It's a fungus any lawn lover doesn't want to see - mushrooms - and they're popping up everywhere.

While bumper crops of mushrooms scattered across Osakis lawns is causing some concern, for the most part things should be fine.

According to the University of Minnesota Extension Service, the vast majority of fungi are not associated with any lawn-disease-causing organisms.

Mushrooms are the "fruiting bodies" of fungi living in the soil and thatch, noted Bob Mugass, University of Minnesota Extension educator.

He said it's quite common for them to appear during times of moist conditions resulting from heavy or continuous rainfall.

He explained the fungi are living on decaying organic matter in the soil.

"This breakdown of organic matter results in at least some of the nutrients being released back to the soil," he said.

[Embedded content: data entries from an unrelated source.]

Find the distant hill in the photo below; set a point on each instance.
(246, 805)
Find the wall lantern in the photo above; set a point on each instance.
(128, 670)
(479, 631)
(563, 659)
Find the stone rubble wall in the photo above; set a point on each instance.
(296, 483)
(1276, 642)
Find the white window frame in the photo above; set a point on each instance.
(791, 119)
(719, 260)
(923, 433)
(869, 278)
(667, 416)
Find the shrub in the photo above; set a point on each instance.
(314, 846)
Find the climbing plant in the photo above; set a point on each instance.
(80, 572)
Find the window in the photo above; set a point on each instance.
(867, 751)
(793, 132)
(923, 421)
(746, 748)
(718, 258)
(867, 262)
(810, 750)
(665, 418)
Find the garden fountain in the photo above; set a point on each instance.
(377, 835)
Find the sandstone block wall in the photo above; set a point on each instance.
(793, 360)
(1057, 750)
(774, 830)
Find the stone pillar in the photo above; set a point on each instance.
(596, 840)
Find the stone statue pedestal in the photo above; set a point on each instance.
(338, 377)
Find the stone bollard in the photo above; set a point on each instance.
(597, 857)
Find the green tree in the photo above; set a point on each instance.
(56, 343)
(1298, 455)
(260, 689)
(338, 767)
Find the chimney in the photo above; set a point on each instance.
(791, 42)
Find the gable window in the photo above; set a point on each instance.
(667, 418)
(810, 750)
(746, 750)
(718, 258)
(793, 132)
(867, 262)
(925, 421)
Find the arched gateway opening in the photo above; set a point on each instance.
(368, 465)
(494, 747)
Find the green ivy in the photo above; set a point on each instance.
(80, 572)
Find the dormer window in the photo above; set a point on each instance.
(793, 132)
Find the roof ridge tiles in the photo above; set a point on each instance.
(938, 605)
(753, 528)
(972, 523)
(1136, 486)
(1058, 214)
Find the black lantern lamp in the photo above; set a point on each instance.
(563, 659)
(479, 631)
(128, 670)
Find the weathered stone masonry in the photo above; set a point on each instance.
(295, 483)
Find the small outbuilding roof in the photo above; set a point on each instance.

How can you rid your lawn of the offensive growth? Simply knock them over with a rake and remove them from the area.

Fungus humongous

What could be viewed as a fungus takeover is offering an interesting picture at Just Like Grandma's in Osakis.

A plethora of bracket fungi (mushrooms) cover a large portion of a mountain ash tree near the wheelchair ramp of the main house.

Osakis High School science teacher Lee VanNyhuis took a look at the site, and while he specified he's not a mycologist, he offered his take on the growth.

VanNyhuis said some bracket fungi are saprophytes, meaning that they feed off of dead (decomposing) things and some are parasites, feeding off of living things.

Since the mountain ash was a cluster of two trees, with one cut down, he speculated the fungi are likely saprophytes, decomposing the dead part of the tree.

According to VanNyhuis, the brackets seen on the outside are the "fruiting bodies," which release the spores, allowing the fungus to reproduce.

He explained the fungi themselves are composed of small filaments called hyphae that are living below the surface of the tree, therefore, digesting the tree from the inside out.

Whether the fungi will spread to the living part of the tree, he's not sure, but in the meantime it's something interesting worth checking out.